In an exclusive interview with the International Business Times UK, Veteran AAA Codemasters group leader turned iOS developer Ben Murch stated that Apple devices currently rule the roost in handheld gaming.
Co-founder of Rodeo Games - the British iOS development house responsible for the top ranking Hunters game - Murch left his job developing AAA games at Codemasters to focus on developing for iOS devices. With the studio mere weeks away from releasing its follow up title, Hunters 2, Murch explains why he left Codemasters choosing to hedge his bets on the then-young iOS ecosystem.
1) Before we begin could you explain a bit about your background in the games industry - where you started and what projects you've worked on prior to Rodeo?
Hello! I'm Ben Murch, creative director and co-founder at Rodeo Games. I started in the games industry ten years ago at the Oxford based developers, Rebellion. After several Game Boy Advance projects, Tiger Woods Golf being the most memorable, they let me loose on 3D work.
Various PS2/XBox titles followed, which was possibly the best experience I've ever gained in my life. I was learning more in a week than the entire three years I spent at University! Criterion was my next port of call, where I worked on the Burnout series. Again, a great learning experience, especially in finding out how bigger publishers worked on the inside.

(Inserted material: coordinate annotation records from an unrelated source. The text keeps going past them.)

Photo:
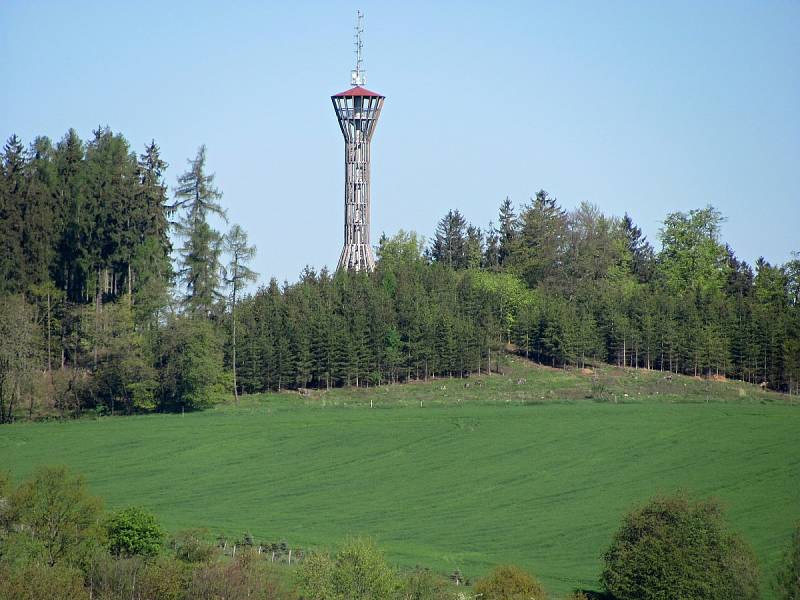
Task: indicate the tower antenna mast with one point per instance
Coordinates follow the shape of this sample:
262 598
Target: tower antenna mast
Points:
357 111
358 76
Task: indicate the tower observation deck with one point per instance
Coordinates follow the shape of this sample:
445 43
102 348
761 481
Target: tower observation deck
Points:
357 110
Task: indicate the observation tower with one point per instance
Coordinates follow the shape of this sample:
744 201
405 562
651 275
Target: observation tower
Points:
357 110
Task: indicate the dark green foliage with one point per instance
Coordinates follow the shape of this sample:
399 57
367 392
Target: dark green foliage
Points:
787 584
189 362
676 547
134 531
509 583
85 256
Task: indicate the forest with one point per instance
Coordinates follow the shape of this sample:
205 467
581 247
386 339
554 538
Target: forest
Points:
118 295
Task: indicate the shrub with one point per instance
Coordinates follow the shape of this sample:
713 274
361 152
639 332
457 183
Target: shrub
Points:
38 581
357 572
36 535
676 547
788 580
192 547
134 531
315 577
246 578
423 584
509 583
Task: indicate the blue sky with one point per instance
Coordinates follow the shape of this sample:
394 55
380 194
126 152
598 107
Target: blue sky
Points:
644 107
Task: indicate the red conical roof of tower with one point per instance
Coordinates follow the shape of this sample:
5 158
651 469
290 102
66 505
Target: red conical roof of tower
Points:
357 91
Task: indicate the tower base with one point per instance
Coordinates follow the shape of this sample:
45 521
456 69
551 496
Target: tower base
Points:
357 257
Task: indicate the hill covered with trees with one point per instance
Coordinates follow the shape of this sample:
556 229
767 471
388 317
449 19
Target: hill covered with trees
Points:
99 311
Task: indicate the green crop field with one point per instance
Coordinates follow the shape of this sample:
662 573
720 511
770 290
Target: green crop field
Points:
534 467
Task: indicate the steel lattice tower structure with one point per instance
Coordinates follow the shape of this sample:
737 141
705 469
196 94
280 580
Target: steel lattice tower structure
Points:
357 110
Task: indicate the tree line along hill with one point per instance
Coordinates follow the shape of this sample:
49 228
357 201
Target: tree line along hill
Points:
98 310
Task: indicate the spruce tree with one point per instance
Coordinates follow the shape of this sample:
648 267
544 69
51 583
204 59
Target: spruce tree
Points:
197 197
237 274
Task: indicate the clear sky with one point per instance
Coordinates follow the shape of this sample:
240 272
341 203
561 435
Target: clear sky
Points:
644 107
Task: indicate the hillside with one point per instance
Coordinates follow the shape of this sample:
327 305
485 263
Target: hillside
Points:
535 466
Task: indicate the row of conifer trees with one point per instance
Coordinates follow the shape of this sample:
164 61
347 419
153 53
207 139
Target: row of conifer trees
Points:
93 293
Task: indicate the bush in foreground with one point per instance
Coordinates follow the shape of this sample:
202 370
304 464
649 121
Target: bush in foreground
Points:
359 571
509 583
676 547
788 582
39 581
50 518
134 531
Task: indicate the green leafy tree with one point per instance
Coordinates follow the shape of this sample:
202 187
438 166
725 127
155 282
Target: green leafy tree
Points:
692 257
509 583
53 518
675 547
19 353
190 365
359 571
134 532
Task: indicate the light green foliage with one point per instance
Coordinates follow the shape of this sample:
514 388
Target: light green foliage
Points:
52 519
37 581
423 584
504 293
134 531
787 582
677 547
692 257
245 578
509 583
445 468
200 254
315 577
359 571
191 546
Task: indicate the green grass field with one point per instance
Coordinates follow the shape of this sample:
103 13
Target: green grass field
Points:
531 472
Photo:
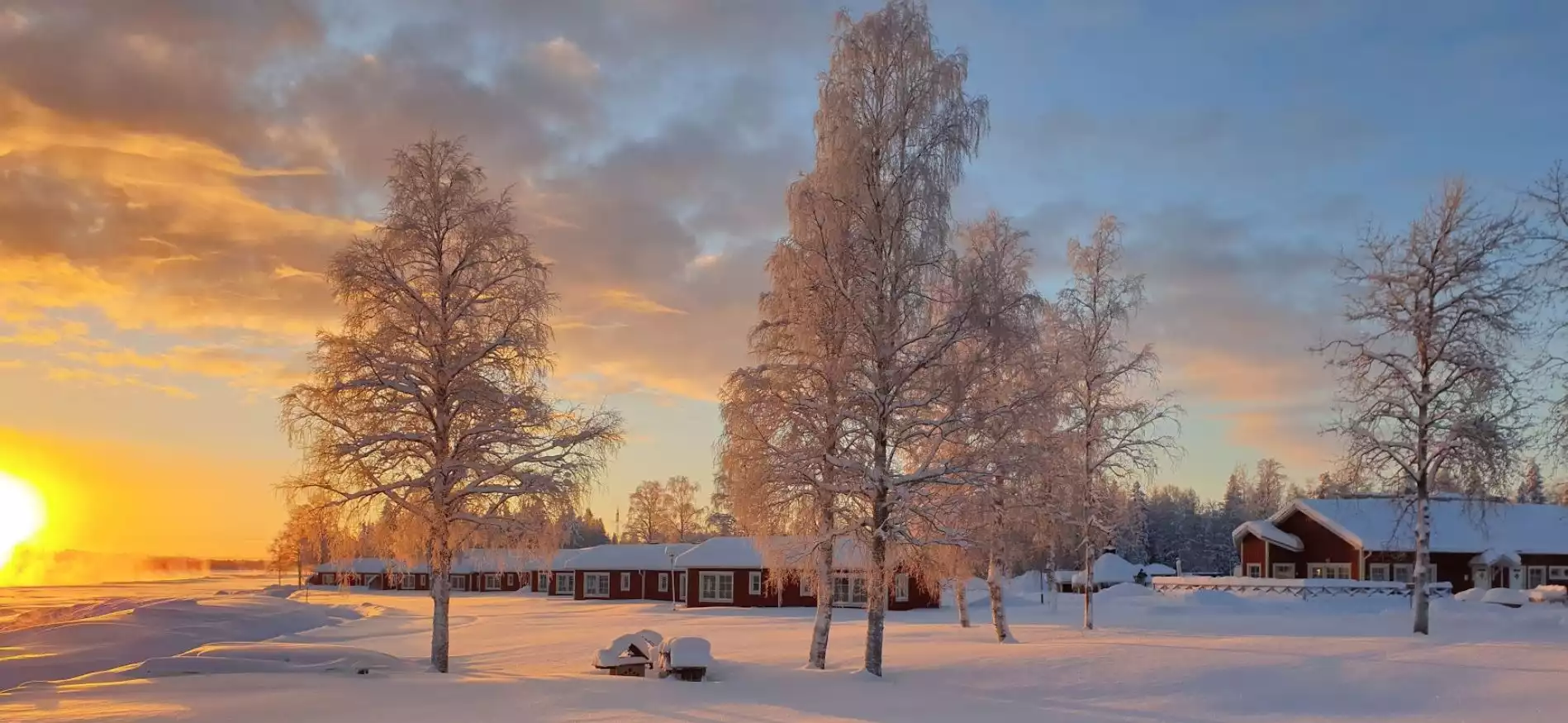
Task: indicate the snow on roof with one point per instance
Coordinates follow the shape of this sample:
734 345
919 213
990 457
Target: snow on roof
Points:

Post Burnout, I heard that Codemasters were setting up shop in Guildford to work on some exciting new IP [intellectual property]. A couple of years in though, when the iOS boom happened, it seemed like the perfect time to startup. Rodeo Games was formed.
2) Could you tell us why you left AAA development?
The main driving force to leave AAA was really to work with my friends in a small, creative team and make a game we all wanted to play. Myself and other co-founders, Laurent, Rich and Adam, are all huge fans of turn-based-strategy games. We also all had iPhones and desperately wanted something along the lines of XCom for them.
There just wasn't anything out there, so we decided to fill the void. As far as AAA development goes, it's a tricky question. Game teams have gotten to the size now where regular workers really are just cogs in the machine. Which is absolutely fine, but if you want lots of creativity and control, you're better off doing something smaller.
The current AAA model isn't broken, but it will have to adapt over the next few years. I see a future where the norm for console games won't be a flat $60 [£37.80]. Instead, you're going to see lots of different size games at lots of different price points. With services like XBL, PSN and Steam, we're starting to see the beginnings of it.
3) Why did you specifically chose to develop for Apple iOS devices over Android or even other alternative platforms like Facebook?
Simple; Apple was the safe bet.... Actually, perhaps it would be best to say the least risky bet! Apple has a singular store that everyone knows how to use. The charts are accessible and simple. At the time it was a fairly known quantity. We'd seen other companies have success on there, so we knew it could be done. Facebook as a platform is a strange one. It didn't (and still doesn't) feel like the people who play games on FB would be interested in what we had to offer. A good friend of mine said "You get really good on one platform, then think about expanding to others". We had a clear vision of what we wanted on iOS and set about delivering that.
4) Already consumers can get high quality games like Infinity Blade and GTA III on current generation Apple devices. Would you agree with analysts' predictions that dedicated handhelds like the Vita and the 3DS will eventually die out as multi-function devices like the iPad 3 and iPhone 5 offer developers the power to create high-quality titles?
That's really the million dollar question isn't it! I don't think so. I mean it really depends on so many factors. The DS was ridiculously successful, the 3DS will eventually be successful too. What happens with the Vita remains to be seen. I don't think it'll set the world on fire, but it'll probably carve a nice niche. Loosing the Monster Hunter PSP exclusivity over in Japan will hurt, but not kill.
What we are seeing these days is an evolving market of middle age gamers. As the teenage Sega and Nintendo crowd start hitting their 30's, situations change. Maybe high end portables like the Vita will become popular amongst gamers who now have children and don't have the luxury of playing big screen games all the time. You can already see Nintendo muscling in on the "family time" market with the Wii U.
For now though, Apple appear to be ruling the roost most suited to us. So that's where we'll stay!